Thursday, August 29, 2013
Back in March, the City of Pittsburgh decided to file suit to have the University of Pittsburgh Medical Center's state property-tax exemption revoked. I'm not an expert in Pennsylvania law, so I've refrained from commenting on the merits of this effort. But I am an expert in tax-exemption under Internal Revenue Code Section 501(c)(3), and in reviewing the background of this particular dispute, an interesting point popped up: UPMC may not qualify for exemption under even the generous community benefit standard adopted by the IRS in Rev. Rul. 69-545.
First, some background for those not steeped in the law of hospital tax exemption under Internal Revenue Code 501(c)(3). Essentially from the beginning of the income tax until 1969, the IRS took the position that hospitals were tax exempt only when they provided substantial free care for the poor. This view was set forth in Rev. Rul. 56-185, which held that nonprofit hospitals would be exempt when operated to the extent of their financial capability to provide free or below-cost services for those who could not afford to pay.

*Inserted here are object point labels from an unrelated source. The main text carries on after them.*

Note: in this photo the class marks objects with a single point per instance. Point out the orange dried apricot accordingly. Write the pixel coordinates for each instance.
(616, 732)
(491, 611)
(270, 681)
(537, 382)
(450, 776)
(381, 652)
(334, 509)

In 1969, the IRS changed its position, and adopted what most now refer to as the "community benefit" standard for exemption of nonprofit hospitals in Rev. Rul. 69-545. In this ruling, the IRS held that providing health care services for the general benefit of the community was a charitable purpose, even if a segment of the population (uninsured poor) was excluded "provided that the class is not so small that its relief is not of benefit to the community." The ruling then found that "Hospital A" was exempt under this test, because it had a community board, an "open" medical staff (admitting privileges granted to all who met standards of competency) and most importantly for purposes of this blog post, "By operating an emergency room open to all persons and by providing hospital care for all those persons in the community able to pay the cost thereof either directly or through third party reimbursement, Hospital A is promoting the health of a class of persons that is broad enough to benefit the community." (Emphasis added). Thus the third and fourth criteria for exemption were an "open" emergency room, where all patients were treated without regard to ability to pay and treatment of all patients with third-party insurance (including insurance provided by government, such as Medicare and Medicaid).

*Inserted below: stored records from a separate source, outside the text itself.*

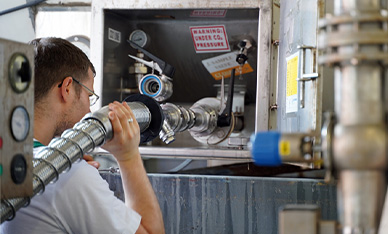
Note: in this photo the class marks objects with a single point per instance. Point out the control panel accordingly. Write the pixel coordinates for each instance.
(16, 118)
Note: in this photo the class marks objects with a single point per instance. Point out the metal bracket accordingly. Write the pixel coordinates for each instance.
(309, 76)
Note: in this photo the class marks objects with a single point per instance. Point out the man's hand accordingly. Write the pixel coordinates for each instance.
(126, 135)
(90, 160)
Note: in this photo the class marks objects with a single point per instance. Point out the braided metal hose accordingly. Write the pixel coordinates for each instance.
(92, 131)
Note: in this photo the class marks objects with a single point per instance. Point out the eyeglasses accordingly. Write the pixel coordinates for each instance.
(93, 97)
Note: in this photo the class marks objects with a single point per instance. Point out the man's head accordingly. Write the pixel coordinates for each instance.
(56, 59)
(63, 82)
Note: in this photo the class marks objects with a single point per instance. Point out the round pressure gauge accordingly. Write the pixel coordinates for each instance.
(19, 72)
(20, 123)
(139, 37)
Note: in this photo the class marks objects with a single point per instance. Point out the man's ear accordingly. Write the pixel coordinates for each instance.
(65, 89)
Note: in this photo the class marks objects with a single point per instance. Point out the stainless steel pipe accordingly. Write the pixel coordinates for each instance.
(92, 131)
(355, 41)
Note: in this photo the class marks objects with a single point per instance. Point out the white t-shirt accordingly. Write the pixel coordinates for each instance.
(79, 202)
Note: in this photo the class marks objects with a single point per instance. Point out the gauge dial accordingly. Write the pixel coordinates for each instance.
(20, 123)
(139, 37)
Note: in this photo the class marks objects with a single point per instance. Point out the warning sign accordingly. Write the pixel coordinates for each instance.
(223, 65)
(292, 83)
(208, 13)
(209, 39)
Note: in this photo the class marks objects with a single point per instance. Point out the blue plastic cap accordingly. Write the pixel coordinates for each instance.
(265, 148)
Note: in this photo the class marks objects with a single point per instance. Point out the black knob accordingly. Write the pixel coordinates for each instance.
(18, 169)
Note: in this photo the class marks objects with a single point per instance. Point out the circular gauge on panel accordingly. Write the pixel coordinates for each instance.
(19, 72)
(20, 123)
(140, 38)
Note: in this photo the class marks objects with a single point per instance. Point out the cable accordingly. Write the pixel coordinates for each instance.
(30, 4)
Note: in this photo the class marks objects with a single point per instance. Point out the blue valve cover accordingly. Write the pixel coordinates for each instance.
(265, 148)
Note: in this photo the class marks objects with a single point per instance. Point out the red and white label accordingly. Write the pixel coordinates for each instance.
(208, 13)
(208, 39)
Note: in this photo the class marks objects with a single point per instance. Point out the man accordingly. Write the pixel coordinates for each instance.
(80, 201)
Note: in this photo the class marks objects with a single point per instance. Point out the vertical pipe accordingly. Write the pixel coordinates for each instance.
(359, 143)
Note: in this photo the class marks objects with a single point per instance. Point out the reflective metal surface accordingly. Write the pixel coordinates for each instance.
(230, 204)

So what does all this have to do with UPMC? One of the issues at the heart of Pittsburgh's dispute with UPMC revolves around UPMC's decision to "freeze out" people who signed up for insurance with a competing health provider. Essentially, UPMC is locked in a battle with competitor Highmark over access by patients with Highmark's health insurance to UPMC facilities. UPMC decided not to permit Highmark customers "in network" access to UPMC, meaning that these facilities would be far more expensive to patients with Highmark insurance than patients who insure via UPMC's own captive insurance company. The Chair of UPMC's Board of Directors has been remarkably candid about this, even penning an explanation in a guest column in The Pittsburg Post-Gazette.

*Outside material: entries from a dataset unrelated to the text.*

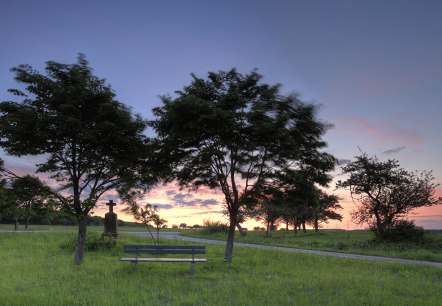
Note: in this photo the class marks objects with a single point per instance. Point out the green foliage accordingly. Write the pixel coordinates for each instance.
(230, 132)
(94, 242)
(92, 143)
(386, 193)
(214, 227)
(401, 230)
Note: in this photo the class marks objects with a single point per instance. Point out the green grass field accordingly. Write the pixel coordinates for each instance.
(35, 270)
(355, 242)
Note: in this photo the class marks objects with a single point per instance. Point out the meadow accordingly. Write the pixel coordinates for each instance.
(37, 268)
(354, 242)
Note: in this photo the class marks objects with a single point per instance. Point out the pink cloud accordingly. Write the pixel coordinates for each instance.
(387, 134)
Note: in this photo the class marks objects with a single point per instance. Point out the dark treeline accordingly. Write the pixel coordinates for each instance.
(58, 218)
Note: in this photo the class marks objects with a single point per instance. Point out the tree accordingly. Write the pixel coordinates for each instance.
(30, 196)
(232, 133)
(386, 192)
(146, 214)
(92, 143)
(323, 208)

So here's the question. If an exempt charitable hospital adopts policies that intentionally discriminate (economically) against patients with "third party reimbursement" designed essentially to force patients with "other" insurance to use "other" facilities, then is that hospital "providing hospital care for all those persons in the community able to pay the cost thereof either directly or through third party reimbursement"? UPMC's policy arguably is purposefully exclusionary, and such an exclusionary policy could be read as inconsistent with the test adopted in Rev. Rul. 69-545. (I realize there is a counter-argument here: that argument is that Highmark's patients would still be able to access UPMC's services as "out of network" patients. Hence, no one is being excluded from UPMC; it's just going to cost Highmark patients a whole lot more. But "any fool knows" what is going on here: UPMC is adopting a purposefully discriminatory stance to punish a competitor). My own view on this is simple: "charitable" hospitals ought not be permitted to discriminate economically with respect to its geographic patient base. This kind of behavior is what we would expect of cut-throat for-profit businesses . . . but perhaps that's exactly what UPMC and other nonprofit hospitals have become.